Google settled a dispute about rejecting ads with the French Competition Authority including a 3 month notification period for the future when rejecting ads. Navx bought ads from Google to help drivers avoid speeding tickets by providing “online maps pinpointing the location of radar and camera systems the authorities use to crack down on speeding on French roads.” Because radar detectors are illegal in France Google rejected Navx’s ads, and Navx filed a lawsuit in court for 7 million euros ($9.7 million) alleging damages. As part of the settlement Google “pledged to overhaul its rules and procedures for blocking certain advertisers from buying “sponsored links.” This good news since Google is adopting these new ad policies worldwide.

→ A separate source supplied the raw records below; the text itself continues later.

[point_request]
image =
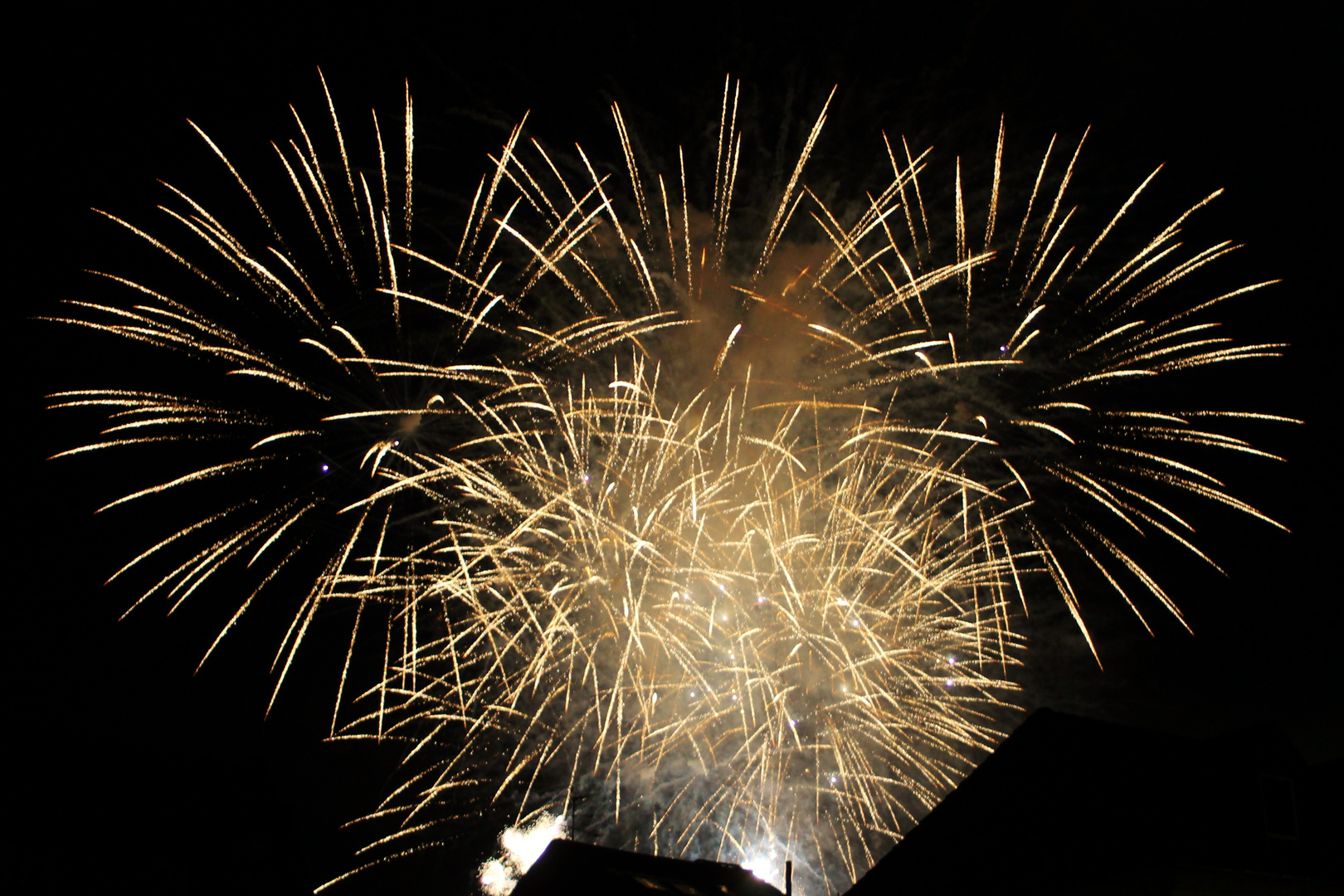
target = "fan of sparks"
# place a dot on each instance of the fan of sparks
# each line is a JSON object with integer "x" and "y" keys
{"x": 707, "y": 543}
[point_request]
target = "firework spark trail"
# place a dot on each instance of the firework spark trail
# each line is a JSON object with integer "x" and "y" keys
{"x": 726, "y": 640}
{"x": 717, "y": 553}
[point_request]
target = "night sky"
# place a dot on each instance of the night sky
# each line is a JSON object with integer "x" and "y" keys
{"x": 134, "y": 770}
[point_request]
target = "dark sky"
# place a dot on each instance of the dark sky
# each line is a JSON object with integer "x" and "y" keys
{"x": 138, "y": 770}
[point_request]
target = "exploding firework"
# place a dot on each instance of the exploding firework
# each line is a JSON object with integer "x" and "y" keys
{"x": 707, "y": 542}
{"x": 699, "y": 640}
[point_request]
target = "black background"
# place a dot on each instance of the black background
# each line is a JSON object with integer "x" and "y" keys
{"x": 134, "y": 770}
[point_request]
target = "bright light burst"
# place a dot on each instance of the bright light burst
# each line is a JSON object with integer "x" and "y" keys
{"x": 707, "y": 543}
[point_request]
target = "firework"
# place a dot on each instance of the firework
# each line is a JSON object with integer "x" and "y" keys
{"x": 704, "y": 641}
{"x": 704, "y": 540}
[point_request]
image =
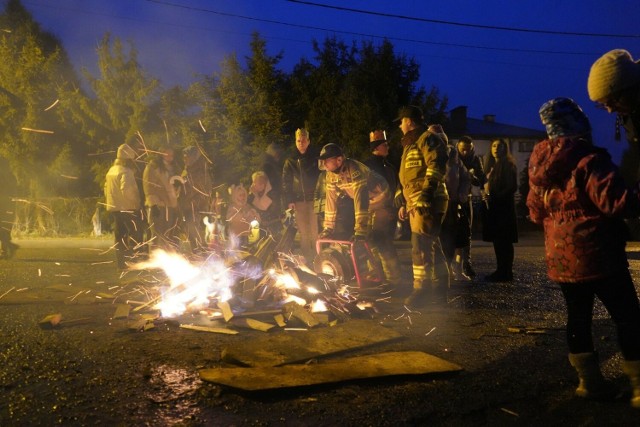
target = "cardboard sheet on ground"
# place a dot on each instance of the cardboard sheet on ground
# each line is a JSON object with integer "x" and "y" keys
{"x": 300, "y": 346}
{"x": 371, "y": 366}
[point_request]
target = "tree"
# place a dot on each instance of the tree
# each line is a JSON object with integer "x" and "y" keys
{"x": 35, "y": 127}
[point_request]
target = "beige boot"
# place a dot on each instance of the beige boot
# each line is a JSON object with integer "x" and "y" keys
{"x": 632, "y": 369}
{"x": 592, "y": 385}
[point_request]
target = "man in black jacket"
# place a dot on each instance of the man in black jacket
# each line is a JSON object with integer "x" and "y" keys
{"x": 299, "y": 177}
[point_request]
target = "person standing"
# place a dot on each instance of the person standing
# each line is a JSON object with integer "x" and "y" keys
{"x": 299, "y": 175}
{"x": 195, "y": 201}
{"x": 614, "y": 83}
{"x": 161, "y": 200}
{"x": 7, "y": 217}
{"x": 500, "y": 224}
{"x": 579, "y": 196}
{"x": 473, "y": 164}
{"x": 123, "y": 202}
{"x": 423, "y": 199}
{"x": 372, "y": 205}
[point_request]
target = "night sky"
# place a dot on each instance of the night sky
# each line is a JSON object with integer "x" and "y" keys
{"x": 496, "y": 57}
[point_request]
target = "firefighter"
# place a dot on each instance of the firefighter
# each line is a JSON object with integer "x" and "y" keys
{"x": 372, "y": 203}
{"x": 422, "y": 198}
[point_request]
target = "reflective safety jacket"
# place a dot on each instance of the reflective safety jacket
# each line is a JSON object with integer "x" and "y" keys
{"x": 368, "y": 189}
{"x": 423, "y": 168}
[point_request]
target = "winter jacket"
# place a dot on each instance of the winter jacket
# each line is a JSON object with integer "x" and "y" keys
{"x": 121, "y": 189}
{"x": 368, "y": 190}
{"x": 423, "y": 167}
{"x": 579, "y": 196}
{"x": 299, "y": 175}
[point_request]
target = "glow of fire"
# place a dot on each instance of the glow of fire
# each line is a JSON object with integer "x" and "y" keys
{"x": 190, "y": 286}
{"x": 318, "y": 306}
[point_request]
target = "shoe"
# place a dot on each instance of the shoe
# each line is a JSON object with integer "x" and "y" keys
{"x": 459, "y": 276}
{"x": 417, "y": 299}
{"x": 498, "y": 276}
{"x": 468, "y": 270}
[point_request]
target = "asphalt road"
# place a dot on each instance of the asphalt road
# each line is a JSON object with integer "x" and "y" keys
{"x": 103, "y": 371}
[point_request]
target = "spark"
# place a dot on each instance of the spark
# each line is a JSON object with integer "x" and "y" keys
{"x": 7, "y": 292}
{"x": 52, "y": 105}
{"x": 38, "y": 130}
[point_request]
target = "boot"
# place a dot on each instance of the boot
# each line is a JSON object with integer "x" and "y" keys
{"x": 593, "y": 385}
{"x": 465, "y": 256}
{"x": 632, "y": 370}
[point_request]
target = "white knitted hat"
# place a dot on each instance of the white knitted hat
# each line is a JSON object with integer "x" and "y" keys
{"x": 612, "y": 72}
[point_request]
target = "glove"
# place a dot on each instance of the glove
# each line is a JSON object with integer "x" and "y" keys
{"x": 358, "y": 238}
{"x": 327, "y": 233}
{"x": 424, "y": 202}
{"x": 399, "y": 200}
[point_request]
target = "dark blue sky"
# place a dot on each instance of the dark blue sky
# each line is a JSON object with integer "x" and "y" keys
{"x": 494, "y": 56}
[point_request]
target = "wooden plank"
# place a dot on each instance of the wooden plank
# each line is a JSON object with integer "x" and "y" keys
{"x": 209, "y": 329}
{"x": 371, "y": 366}
{"x": 300, "y": 346}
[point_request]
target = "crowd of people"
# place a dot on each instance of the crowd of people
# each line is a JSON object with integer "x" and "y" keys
{"x": 579, "y": 196}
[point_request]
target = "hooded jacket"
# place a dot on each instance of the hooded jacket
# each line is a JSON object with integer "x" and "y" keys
{"x": 579, "y": 196}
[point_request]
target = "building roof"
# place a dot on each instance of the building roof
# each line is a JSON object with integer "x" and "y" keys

Google Accounts for 90% French Searches
Even better news for Google was that even though Google accounts for 90% of all online searches in France the French Competition Authority made “no finding of dominance or monopoly abuse.” However this could change and Google should be mindful of abusing its success. If Google accounted for 90% of the searches in the US it’s doubtful that the US government (FTC or Justice Department) would find no dominance or monopoly abuse. After all, the Justice Department pursued antitrust claims against Microsoft in the 1990s because of Microsoft’s market power and tying Internet Explorer to the Windows operating system (my 4th Big Bang of the Internet). There have been rumblings about Google’s potential anti competitive behavior since President Obama took office.